Wie Mitochondrien ihre DNA verteilen – und warum Fehler dabei das Altern antreiben
Mitochondrien, die Energieproduzenten in unseren Zellen, besitzen eine eigene DNA, getrennt vom Zellkern. Wie diese DNA bei der Zellteilung oder bei Umstrukturierungen der Mitochondrien verteilt wird, war lange unklar. Forschende haben nun einen zentralen Mechanismus identifiziert: einen Vorgang namens Pearling.
Fast jede Zelle des menschlichen Körpers enthält Hunderte bis Tausende von Mitochondrien. Diese Organellen produzieren ATP, die wichtigste Energiewährung der Zelle, regulieren aber auch das Zellüberleben, den Stoffwechsel und die Stressreaktionen. Als einzige Zellkomponenten besitzen Mitochondrien ein eigenes Genom – die mitochondriale DNA, kurz mtDNA –, die in kompakten Strukturen, den sogenannten Nukleoiden, organisiert ist.
Eine in Science veröffentlichte Studie zeigt, wie diese Nukleoide umverteilt werden, wenn Mitochondrien ihre Form verändern – ein Vorgang, der in lebenden Zellen ständig stattfindet. Wenn Mitochondrien eine Phase durchlaufen, die als Pearling bezeichnet wird und bei der ihre langgestreckte, röhrenförmige Struktur vorübergehend in eine Reihe kleiner Kugeln zerfällt – ähnlich einer Perlenkette –, werden die Nukleoide aktiv neu positioniert. Entscheidend dabei: Dieser Vorgang verläuft nicht zufällig. Die Nukleoide ballen sich an bestimmten Stellen entlang der mitochondrialen Struktur zusammen und bestimmen so, wie sie nach der Teilung in den neu entstandenen Mitochondrien verteilt vorliegen.

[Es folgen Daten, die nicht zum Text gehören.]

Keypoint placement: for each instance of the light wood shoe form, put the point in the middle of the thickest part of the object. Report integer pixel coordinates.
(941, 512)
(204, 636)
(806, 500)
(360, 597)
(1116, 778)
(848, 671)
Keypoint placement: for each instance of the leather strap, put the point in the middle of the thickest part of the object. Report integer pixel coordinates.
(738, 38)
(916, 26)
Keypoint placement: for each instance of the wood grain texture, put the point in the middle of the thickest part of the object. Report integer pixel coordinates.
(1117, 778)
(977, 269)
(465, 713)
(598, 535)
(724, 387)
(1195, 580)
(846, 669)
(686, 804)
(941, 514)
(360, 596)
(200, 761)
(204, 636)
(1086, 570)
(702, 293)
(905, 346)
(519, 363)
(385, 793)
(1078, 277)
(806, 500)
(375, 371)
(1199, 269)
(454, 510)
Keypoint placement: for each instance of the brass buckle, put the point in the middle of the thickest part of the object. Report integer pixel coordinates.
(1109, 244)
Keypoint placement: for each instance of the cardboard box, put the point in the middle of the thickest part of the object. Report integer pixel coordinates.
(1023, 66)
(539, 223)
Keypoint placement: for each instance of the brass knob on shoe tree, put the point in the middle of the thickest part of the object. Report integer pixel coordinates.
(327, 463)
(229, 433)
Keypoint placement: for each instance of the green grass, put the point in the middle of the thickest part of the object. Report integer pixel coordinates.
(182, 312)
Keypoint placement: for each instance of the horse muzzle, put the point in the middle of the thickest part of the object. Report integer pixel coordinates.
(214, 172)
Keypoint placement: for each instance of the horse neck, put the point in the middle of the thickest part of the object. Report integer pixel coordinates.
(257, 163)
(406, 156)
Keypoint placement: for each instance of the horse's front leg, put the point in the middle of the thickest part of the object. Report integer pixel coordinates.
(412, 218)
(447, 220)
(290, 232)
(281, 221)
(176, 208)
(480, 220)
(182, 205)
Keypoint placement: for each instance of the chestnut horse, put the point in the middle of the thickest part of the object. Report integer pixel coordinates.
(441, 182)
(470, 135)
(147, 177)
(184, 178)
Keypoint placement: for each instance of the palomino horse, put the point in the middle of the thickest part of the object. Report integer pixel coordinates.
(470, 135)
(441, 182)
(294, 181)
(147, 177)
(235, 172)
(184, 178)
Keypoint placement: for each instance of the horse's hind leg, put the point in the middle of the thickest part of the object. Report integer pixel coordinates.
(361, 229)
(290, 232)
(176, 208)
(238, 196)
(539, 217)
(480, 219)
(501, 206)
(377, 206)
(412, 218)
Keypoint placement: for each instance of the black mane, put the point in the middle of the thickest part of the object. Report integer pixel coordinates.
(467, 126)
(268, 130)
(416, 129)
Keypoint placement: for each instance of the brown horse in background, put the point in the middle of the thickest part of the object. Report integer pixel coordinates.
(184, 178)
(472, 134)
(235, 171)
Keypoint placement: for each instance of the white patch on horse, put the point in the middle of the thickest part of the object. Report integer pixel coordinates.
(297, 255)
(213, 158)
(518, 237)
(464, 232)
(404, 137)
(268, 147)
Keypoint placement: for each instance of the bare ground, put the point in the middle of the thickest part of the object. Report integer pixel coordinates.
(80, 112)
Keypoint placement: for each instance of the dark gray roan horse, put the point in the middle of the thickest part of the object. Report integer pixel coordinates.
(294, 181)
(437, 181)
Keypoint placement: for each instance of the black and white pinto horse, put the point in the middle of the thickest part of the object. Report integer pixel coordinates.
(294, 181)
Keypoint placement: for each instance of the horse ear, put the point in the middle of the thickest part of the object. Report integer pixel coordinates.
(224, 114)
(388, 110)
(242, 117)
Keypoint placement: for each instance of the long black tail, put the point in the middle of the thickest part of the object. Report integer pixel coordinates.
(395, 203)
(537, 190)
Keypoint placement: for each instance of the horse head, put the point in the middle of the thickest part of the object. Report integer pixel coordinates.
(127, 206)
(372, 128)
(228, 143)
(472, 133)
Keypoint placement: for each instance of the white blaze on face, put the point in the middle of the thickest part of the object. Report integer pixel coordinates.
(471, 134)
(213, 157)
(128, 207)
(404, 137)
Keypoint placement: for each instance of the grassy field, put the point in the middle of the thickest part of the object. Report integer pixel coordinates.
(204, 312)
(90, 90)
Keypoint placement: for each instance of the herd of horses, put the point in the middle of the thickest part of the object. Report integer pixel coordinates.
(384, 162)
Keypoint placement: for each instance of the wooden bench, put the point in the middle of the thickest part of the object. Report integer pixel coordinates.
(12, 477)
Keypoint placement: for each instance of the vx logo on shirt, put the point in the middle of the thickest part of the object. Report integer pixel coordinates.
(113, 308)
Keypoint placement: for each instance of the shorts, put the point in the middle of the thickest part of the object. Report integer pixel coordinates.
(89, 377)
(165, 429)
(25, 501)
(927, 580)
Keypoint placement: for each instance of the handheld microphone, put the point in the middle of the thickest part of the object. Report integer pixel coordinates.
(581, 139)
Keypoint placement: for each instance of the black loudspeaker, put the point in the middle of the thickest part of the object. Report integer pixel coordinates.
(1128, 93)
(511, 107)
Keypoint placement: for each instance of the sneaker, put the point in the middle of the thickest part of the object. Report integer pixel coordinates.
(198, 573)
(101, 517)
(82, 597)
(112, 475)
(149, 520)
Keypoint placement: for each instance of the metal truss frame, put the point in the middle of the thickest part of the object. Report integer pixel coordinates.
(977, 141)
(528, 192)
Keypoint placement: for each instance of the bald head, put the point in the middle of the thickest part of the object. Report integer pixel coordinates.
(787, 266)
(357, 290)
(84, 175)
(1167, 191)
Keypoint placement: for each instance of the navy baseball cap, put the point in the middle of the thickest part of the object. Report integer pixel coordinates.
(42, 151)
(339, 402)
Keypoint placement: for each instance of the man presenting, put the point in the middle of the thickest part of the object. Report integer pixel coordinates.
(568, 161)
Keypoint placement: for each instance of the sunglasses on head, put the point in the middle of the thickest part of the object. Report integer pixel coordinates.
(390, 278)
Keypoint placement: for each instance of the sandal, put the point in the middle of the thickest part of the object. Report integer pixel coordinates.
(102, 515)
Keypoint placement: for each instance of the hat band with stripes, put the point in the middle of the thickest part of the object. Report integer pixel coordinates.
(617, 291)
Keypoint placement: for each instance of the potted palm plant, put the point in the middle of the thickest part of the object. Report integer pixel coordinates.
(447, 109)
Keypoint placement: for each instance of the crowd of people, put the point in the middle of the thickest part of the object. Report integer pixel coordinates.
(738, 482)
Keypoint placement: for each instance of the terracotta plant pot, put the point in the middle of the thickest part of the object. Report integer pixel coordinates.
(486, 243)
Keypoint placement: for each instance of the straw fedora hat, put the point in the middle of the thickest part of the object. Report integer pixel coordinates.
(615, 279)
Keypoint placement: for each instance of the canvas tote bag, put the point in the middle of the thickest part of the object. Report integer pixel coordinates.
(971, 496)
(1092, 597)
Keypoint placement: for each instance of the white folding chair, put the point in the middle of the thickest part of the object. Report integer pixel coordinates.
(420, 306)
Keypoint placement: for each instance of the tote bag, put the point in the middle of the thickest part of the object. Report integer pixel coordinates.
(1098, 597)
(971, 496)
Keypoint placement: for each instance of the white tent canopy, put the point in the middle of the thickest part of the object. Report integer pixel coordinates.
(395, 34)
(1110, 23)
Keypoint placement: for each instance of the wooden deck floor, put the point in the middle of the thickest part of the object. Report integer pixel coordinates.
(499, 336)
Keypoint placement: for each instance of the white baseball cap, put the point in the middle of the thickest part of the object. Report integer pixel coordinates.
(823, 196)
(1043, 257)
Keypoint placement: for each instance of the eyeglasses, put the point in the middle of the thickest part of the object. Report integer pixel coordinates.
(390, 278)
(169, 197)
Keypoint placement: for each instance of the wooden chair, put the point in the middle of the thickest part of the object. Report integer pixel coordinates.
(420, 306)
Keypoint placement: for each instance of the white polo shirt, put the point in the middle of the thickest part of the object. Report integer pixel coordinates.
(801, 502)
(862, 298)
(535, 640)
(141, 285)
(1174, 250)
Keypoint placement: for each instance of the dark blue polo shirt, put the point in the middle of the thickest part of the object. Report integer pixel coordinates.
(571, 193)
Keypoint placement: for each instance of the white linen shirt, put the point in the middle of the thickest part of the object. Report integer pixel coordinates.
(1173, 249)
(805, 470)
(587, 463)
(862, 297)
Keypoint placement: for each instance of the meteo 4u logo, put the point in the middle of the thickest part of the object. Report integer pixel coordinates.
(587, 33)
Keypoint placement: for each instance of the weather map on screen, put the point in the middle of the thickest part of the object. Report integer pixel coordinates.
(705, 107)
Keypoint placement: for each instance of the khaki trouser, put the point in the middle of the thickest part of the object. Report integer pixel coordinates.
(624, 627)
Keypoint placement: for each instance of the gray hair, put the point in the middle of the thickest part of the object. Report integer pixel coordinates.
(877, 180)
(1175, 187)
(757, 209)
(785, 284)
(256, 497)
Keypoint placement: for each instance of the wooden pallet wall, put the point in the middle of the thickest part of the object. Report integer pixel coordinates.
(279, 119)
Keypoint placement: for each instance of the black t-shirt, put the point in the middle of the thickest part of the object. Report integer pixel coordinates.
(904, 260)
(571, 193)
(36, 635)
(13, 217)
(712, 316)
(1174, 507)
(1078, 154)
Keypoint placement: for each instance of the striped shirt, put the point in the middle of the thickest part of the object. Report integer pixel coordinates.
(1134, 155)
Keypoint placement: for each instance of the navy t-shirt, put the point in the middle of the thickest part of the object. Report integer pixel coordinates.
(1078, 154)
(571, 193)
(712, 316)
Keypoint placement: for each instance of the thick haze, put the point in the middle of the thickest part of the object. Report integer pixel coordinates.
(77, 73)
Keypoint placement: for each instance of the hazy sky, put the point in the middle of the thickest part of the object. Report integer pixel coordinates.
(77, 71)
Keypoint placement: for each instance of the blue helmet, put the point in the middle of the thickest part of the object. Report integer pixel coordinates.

Warum die Verteilung der mitochondrialen DNA beim Altern eine Rolle spielt
In gesunden Zellen funktioniert dieses System präzise. Doch es häufen sich Hinweise, dass Störungen der mtDNA-Verteilung zum Altern sowie zu Erkrankungen wie Parkinson, Alzheimer und primären Mitochondriopathien beitragen. mtDNA-Mutationen akkumulieren mit dem Alter – ein seit Langem bekanntes Phänomen, das mitochondriale Dysfunktion antreibt und mit dem zellulären Leistungsverlust verknüpft ist, der das Altern kennzeichnet.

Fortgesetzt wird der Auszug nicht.